La récente déclaration du chef de l’État rwandais a de quoi surprendre, pour ne pas dire sidérer : « Faire disparaître le M23, c’est vouloir faire disparaître le Rwanda ». Examinée sous tous les angles, cette affirmation résonne comme une estocade que Paul Kagame enfonce lui-même dans l’échine du mouvement rebelle. En une seule phrase, le président rwandais fait s’écrouler des années de rhétorique diplomatique. Non seulement il admet implicitement que ce mouvement est sa propre créature, mais il suggère que le M23 est devenu une extension vitale, voire la mère nourricière, du pays des Mille Collines — alors même que Kigali a tout orchestré jusqu’ici pour le faire passer pour une rébellion purement congolaise. Quel gâchis stratégique.
Probablement prisonnier de son narratif post-génocide, Paul Kagame semble considérer le M23 comme une excroissance ethnique tutsie en République Démocratique du Congo (RDC). Selon cette logique, toute menace pesant sur ce groupe serait les prémices d’une nouvelle menace génocidaire contre le #Rwanda lui-même. Une posture tellement tirée par les cheveux qu’elle en devient une insulte à l’intelligence fine que l’on prête souvent au président rwandais. Car pendant ce temps, la réalité du terrain est tout autre : les Banyamulenge, comme tant d’autres communautés, aspirent simplement à vivre en paix en RDC, un pays fondamentalement multiethnique.

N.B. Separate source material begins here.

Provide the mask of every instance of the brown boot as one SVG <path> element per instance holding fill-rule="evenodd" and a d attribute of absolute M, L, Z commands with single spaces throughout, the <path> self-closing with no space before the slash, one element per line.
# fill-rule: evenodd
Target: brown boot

Ce dérapage sémantique n’est pas un hasard. Les dernières sanctions des Nations Unies contre Corneille Nangaa et ses consorts ont acculé le régime rwandais, le forçant à sortir du bois. Sentant le vent tourner et sa vulnérabilité mise à nu, Kigali panique.
C’est ici que l’initiative du dialogue inclusif pour l’unité des Congolais contre l’agression prend tout son sens. Elle promet d’achever définitivement les illusions de Kagame, qui espérait « congoliser » un conflit pourtant orchestré depuis l’extérieur. Pour le régime rwandais comme pour ceux qui persistent dans cette aventure funeste contre la République, ce dialogue trace la nouvelle frontière de la conscience nationale. Face à l’agression, le choix est désormais binaire : on adhère à l’unité de la patrie, ou on s’en exclut. Et le peuple congolais, souverain, saura faire son choix.